Keywords

1 Introduction

With the rapid growth of e-commerce, giant companies like Amazon, eBay, Flipkart, and Rakuten have listed millions of products on their Web sites which are sold by thousands of merchants. From the perspective of a customer, e-commerce means buying products from the comfort of their home To organize products so that customers navigation becomes easy through the searches, building product taxonomy is equally important. “mobile’s accessories>> mobile accessories>> car accessories>> mobile holders>> adroitz mobile holders>> adroitz premium phone socket holder for htc one” is an example for such category trees. With billions of global digital buyers offering countless numbers of products across a wide range of categories, it is required to categorize the products according to their taxonomy by proposing an efficient algorithm to be customer centric and engage into more businesses through the online market. A product taxonomy puts the products into a systematic structure according to the information about products and their use, making it organized while presenting to the users. This standardized arrangement is also valuable for data presentation and storage. Accurate product categorization helps users quickly find the set of products they are looking for. Product categorization in a hierarchical manner helps users get the right results while browsing a category. It also refines the result when a user is doing a keyword search; the product taxonomy helps clarify or disambiguate a search result set based on the categories. Before the advent of machine learning techniques in NLP, merchants and companies were required to manually assign each product to their respective categories, which is a tedious and time-consuming task with error-prone results. Moreover, manual categorization may not be accurate while assigning products to categories as a product can be listed in different ways by different merchants, making this approach inconsistent. Automatic categorization with machines using a consistent algorithm helps to solve these problems. In general, a product taxonomy makes the data collection process more efficient, ensuring Web sites to support features like search refinement, category browse, and specifications while displaying and comparing products which eventually maximizes conversions and profits.
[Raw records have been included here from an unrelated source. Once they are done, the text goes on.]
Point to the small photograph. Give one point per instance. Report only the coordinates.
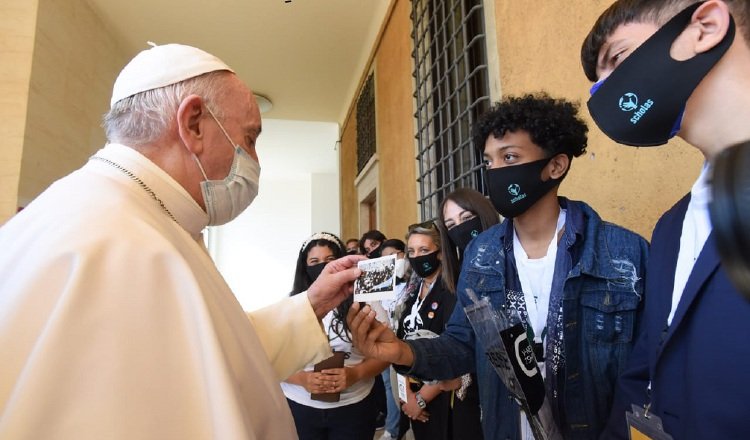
(377, 281)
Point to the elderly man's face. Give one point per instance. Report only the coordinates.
(241, 120)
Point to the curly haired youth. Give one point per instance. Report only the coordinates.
(552, 123)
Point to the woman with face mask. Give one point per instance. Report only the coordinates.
(463, 215)
(423, 311)
(353, 415)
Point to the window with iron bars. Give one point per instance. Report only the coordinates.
(366, 123)
(451, 91)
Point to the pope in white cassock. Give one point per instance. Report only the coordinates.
(114, 321)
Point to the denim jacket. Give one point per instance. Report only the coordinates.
(602, 288)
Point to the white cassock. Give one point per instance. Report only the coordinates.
(116, 324)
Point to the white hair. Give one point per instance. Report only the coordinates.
(144, 117)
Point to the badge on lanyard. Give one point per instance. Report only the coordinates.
(401, 381)
(645, 426)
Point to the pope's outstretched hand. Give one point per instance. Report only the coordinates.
(374, 339)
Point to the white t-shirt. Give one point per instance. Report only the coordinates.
(696, 228)
(355, 393)
(536, 281)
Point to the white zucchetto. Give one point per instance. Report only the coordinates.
(161, 66)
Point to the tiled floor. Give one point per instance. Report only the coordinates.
(408, 436)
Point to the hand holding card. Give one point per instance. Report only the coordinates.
(377, 280)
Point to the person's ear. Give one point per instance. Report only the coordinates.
(558, 166)
(190, 115)
(707, 28)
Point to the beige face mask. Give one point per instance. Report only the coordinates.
(226, 199)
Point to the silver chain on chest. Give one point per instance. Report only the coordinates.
(140, 182)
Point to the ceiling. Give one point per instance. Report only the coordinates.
(306, 56)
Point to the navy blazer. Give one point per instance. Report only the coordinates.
(697, 367)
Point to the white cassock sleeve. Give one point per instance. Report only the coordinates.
(290, 334)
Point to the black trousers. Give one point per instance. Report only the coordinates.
(350, 422)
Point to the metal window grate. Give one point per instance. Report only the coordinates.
(451, 91)
(366, 123)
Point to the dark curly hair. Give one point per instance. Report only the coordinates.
(552, 123)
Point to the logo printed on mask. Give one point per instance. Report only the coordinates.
(628, 102)
(515, 190)
(641, 111)
(657, 99)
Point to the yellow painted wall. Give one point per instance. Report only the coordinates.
(347, 174)
(75, 63)
(17, 29)
(395, 129)
(396, 190)
(539, 45)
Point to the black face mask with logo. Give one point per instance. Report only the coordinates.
(642, 102)
(514, 189)
(425, 265)
(315, 270)
(465, 232)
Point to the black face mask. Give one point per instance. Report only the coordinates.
(641, 103)
(465, 232)
(514, 189)
(425, 265)
(375, 253)
(314, 271)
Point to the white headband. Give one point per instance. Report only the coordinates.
(323, 236)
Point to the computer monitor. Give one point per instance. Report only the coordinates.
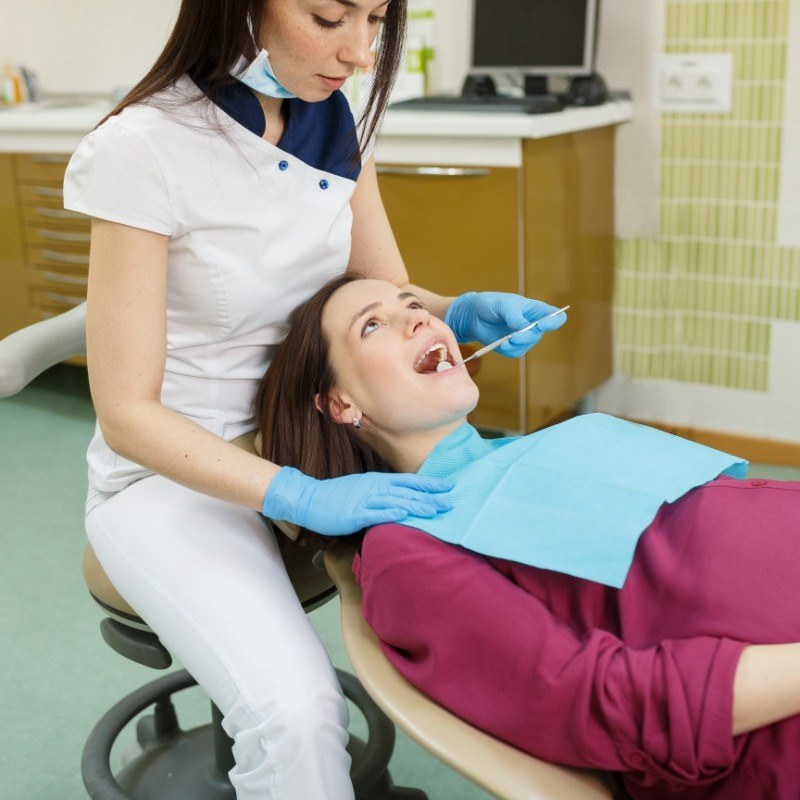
(534, 37)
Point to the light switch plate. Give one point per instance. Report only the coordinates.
(693, 82)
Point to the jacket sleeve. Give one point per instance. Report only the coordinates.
(481, 646)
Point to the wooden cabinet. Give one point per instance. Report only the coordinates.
(45, 249)
(545, 229)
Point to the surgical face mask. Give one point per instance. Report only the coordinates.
(260, 77)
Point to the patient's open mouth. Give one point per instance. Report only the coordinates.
(436, 354)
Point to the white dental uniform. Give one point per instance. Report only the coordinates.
(254, 230)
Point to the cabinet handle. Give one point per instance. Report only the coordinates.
(59, 213)
(65, 258)
(50, 159)
(66, 299)
(73, 280)
(59, 236)
(436, 172)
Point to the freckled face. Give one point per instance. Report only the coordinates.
(315, 45)
(379, 337)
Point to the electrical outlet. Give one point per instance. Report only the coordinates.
(693, 82)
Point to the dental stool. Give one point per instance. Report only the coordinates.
(173, 764)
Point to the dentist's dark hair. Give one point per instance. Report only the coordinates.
(294, 432)
(210, 35)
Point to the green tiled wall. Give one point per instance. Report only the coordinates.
(695, 303)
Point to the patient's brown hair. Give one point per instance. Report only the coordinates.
(293, 431)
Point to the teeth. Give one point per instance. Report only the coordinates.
(442, 353)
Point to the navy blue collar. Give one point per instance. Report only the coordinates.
(238, 102)
(322, 134)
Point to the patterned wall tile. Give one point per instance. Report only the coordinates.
(696, 303)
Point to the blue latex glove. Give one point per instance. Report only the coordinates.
(340, 506)
(487, 316)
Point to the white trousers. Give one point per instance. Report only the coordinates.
(208, 578)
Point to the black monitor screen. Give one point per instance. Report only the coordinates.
(533, 35)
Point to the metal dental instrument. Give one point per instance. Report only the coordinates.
(494, 345)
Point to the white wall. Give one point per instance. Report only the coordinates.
(92, 46)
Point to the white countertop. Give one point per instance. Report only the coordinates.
(57, 126)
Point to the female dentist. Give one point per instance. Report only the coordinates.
(224, 190)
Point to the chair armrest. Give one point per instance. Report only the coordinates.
(28, 352)
(498, 768)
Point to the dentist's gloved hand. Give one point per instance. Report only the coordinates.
(340, 506)
(487, 316)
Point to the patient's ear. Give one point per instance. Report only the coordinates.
(339, 407)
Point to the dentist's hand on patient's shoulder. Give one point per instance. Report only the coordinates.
(487, 316)
(340, 506)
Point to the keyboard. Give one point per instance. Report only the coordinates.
(496, 103)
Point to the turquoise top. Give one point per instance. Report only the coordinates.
(573, 498)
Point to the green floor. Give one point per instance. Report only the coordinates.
(57, 675)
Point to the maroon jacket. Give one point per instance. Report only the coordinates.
(637, 680)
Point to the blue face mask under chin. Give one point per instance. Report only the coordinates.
(260, 77)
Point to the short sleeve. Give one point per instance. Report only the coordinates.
(113, 175)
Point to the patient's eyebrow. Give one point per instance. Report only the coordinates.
(352, 4)
(372, 306)
(367, 308)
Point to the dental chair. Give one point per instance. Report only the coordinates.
(173, 764)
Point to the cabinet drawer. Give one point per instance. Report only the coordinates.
(58, 235)
(49, 213)
(45, 193)
(58, 280)
(41, 166)
(58, 258)
(54, 300)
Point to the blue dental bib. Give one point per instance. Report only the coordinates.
(573, 498)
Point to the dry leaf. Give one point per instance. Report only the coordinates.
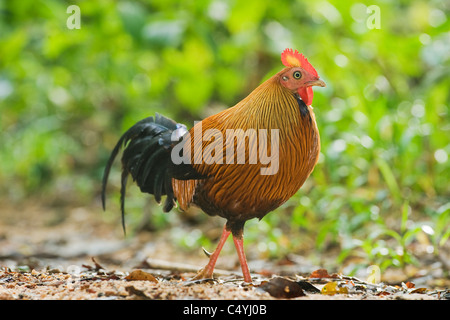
(319, 273)
(138, 274)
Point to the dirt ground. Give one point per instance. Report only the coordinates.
(73, 254)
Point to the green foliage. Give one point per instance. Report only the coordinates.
(67, 95)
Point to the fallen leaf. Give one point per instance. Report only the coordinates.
(330, 288)
(140, 295)
(319, 273)
(308, 287)
(140, 275)
(282, 288)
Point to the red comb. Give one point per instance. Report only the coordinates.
(291, 58)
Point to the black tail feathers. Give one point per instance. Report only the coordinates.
(147, 157)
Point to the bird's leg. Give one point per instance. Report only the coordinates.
(239, 244)
(207, 271)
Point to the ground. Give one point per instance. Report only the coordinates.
(71, 253)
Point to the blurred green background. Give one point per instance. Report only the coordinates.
(382, 183)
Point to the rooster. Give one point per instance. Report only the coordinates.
(192, 167)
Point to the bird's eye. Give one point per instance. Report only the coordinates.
(297, 75)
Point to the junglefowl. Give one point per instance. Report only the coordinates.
(192, 167)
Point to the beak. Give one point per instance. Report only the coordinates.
(317, 82)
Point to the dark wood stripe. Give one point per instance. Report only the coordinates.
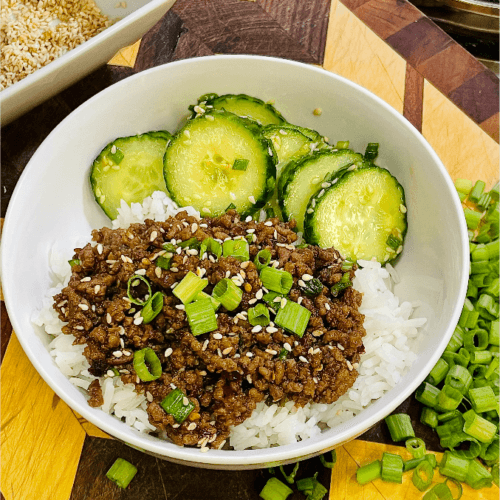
(478, 96)
(6, 331)
(419, 41)
(490, 126)
(236, 27)
(414, 96)
(450, 68)
(387, 17)
(306, 22)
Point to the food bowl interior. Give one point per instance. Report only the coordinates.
(53, 206)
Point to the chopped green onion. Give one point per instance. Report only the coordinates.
(293, 318)
(478, 427)
(121, 472)
(134, 281)
(429, 417)
(178, 405)
(476, 340)
(463, 186)
(439, 491)
(117, 156)
(189, 287)
(400, 427)
(237, 249)
(478, 476)
(416, 447)
(345, 282)
(228, 294)
(392, 468)
(448, 398)
(472, 218)
(483, 399)
(371, 151)
(152, 307)
(453, 466)
(477, 191)
(329, 465)
(259, 315)
(201, 316)
(276, 280)
(210, 245)
(417, 479)
(291, 478)
(427, 394)
(192, 243)
(369, 472)
(240, 164)
(438, 373)
(163, 262)
(262, 259)
(142, 359)
(274, 489)
(457, 484)
(459, 378)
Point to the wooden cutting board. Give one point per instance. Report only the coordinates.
(387, 46)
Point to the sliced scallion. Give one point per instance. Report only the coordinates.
(276, 280)
(178, 405)
(142, 359)
(121, 472)
(189, 287)
(293, 318)
(152, 307)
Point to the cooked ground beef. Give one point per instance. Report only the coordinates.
(224, 373)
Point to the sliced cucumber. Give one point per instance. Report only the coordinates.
(129, 168)
(198, 164)
(301, 178)
(243, 105)
(362, 215)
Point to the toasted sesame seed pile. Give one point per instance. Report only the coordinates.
(33, 34)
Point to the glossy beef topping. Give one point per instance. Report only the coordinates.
(224, 373)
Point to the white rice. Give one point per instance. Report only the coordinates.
(389, 334)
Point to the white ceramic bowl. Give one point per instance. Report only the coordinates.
(53, 204)
(135, 20)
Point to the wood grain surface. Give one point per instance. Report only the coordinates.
(387, 46)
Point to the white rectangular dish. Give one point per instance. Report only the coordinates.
(136, 19)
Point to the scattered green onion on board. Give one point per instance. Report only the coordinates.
(121, 472)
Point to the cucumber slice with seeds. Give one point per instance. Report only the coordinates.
(362, 215)
(245, 106)
(129, 168)
(303, 177)
(198, 164)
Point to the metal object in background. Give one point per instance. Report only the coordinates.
(472, 23)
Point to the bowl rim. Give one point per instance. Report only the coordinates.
(247, 458)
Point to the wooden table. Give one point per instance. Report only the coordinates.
(389, 47)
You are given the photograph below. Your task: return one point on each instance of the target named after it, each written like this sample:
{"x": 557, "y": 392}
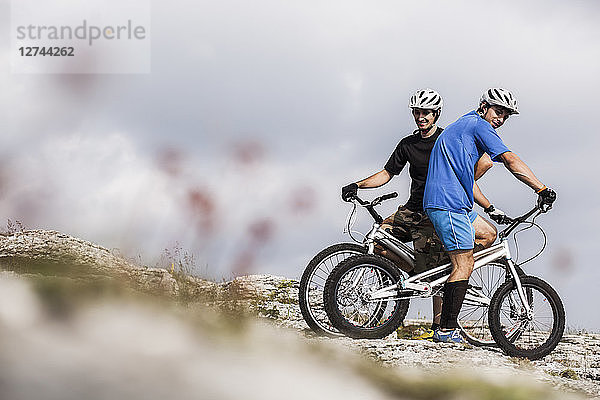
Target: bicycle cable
{"x": 531, "y": 225}
{"x": 350, "y": 221}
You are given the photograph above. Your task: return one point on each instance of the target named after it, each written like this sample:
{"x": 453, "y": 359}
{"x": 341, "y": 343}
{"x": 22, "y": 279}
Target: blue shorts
{"x": 455, "y": 229}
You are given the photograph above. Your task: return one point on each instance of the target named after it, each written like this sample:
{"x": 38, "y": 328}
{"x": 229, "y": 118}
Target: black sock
{"x": 454, "y": 295}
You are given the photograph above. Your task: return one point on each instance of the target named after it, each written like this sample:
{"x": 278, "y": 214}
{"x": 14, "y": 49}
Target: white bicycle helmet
{"x": 427, "y": 99}
{"x": 500, "y": 97}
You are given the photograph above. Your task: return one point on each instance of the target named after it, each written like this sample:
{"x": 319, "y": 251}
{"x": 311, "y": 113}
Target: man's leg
{"x": 458, "y": 234}
{"x": 429, "y": 253}
{"x": 456, "y": 287}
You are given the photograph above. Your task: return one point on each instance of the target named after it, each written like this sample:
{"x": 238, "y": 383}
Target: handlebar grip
{"x": 389, "y": 196}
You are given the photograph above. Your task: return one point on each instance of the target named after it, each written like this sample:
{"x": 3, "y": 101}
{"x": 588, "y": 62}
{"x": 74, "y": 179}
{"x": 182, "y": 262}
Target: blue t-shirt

The next question is: How do you improve automatic product categorization models? This question has troubled researchers for a long time, but the best way out we can get is to use machine learning in analyzing and pertaining to the needs of automation. At this scale, even a small increase in the volume of products can result in large calculations to reclassify everything. The investment into more efficient algorithms for product classification is rising every day with the increasing adoption of e-commerce platforms. Newer solutions are trying to determine categories based on:

  • Rough product titles and description

  • Images of products

  • Parsing metadata.

1.1 Our Contribution

To the best of our knowledge, this paper deals with the first kind of product categorization using product titles and its description without explicit training, which can be used even with a smaller dataset or with less information. There are two commonly used approaches; one is the single step classification method which considers all the subcategories as one category, and the other is called the stepwise classifier, which treats different subcategories as different levels. The latter involves a recursive approach to get every subcategory, respectively. Separate model calls are initiated to predict every level of taxonomy in a hierarchical manner. Despite a better accuracy given by the model, it increases the number of times model training has to be performed.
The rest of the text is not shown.